Modified: llvm/trunk/lib/Transforms/Vectorize/SLPVectorizer.cpp
URL: http://llvm.org/viewvc/llvm-project/llvm/trunk/lib/Transforms/Vectorize/SLPVectorizer.cpp?rev=293386&r1=293385&r2=293386&view=diff
==============================================================================
--- llvm/trunk/lib/Transforms/Vectorize/SLPVectorizer.cpp (original)
+++ llvm/trunk/lib/Transforms/Vectorize/SLPVectorizer.cpp Sat Jan 28 11:59:44 2017
@@ -410,8 +410,10 @@ private:
   /// be vectorized to use the original vector (or aggregate "bitcast" to a vector).
   bool canReuseExtract(ArrayRef<Value *> VL, unsigned Opcode) const;
 
-  /// Vectorize a single entry in the tree.

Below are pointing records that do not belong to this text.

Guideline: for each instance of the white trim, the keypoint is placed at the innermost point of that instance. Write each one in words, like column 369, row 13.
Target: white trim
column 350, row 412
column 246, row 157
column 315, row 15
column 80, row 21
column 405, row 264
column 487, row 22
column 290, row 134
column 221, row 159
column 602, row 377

-  Value *vectorizeTree(TreeEntry *E);
+  /// Vectorize a single entry in the tree. VL icontains all isomorphic scalars
+  /// in order of its usage in a user program, for example ADD1, ADD2 and so on
+  /// or LOAD1 , LOAD2 etc.
+  Value *vectorizeTree(ArrayRef<Value *> VL, TreeEntry *E);
 
   /// Vectorize a single entry in the tree, starting in \p VL.
   Value *vectorizeTree(ArrayRef<Value *> VL);
@@ -452,7 +454,7 @@ private:
                                       SmallVectorImpl<Value *> &Right);
   struct TreeEntry {
     TreeEntry() : Scalars(), VectorizedValue(nullptr),
-    NeedToGather(0) {}
+    NeedToGather(0), NeedToShuffle(0) {}
 
     /// \returns true if the scalars in VL are equal to this entry.
     bool isSame(ArrayRef<Value *> VL) const {
@@ -460,6 +462,15 @@ private:
       return std::equal(VL.begin(), VL.end(), Scalars.begin());
     }
 
+    /// \returns true if the scalars in VL are found in this tree entry.
+    bool isFoundJumbled(ArrayRef<Value *> VL, const DataLayout &DL,
+                        ScalarEvolution &SE) const {
+      assert(VL.size() == Scalars.size() && "Invalid size");
+      SmallVector<Value *, 8> List;
+      sortMemAccesses(VL, DL, SE, List);
+      return std::equal(List.begin(), List.end(), Scalars.begin());
+    }
+
     /// A vector of scalars.
     ValueList Scalars;
 
@@ -468,15 +479,20 @@ private:
 
     /// Do we need to gather this sequence ?
     bool NeedToGather;
+
+    /// Do we need to shuffle the load ?
+    bool NeedToShuffle;
   };
 
   /// Create a new VectorizableTree entry.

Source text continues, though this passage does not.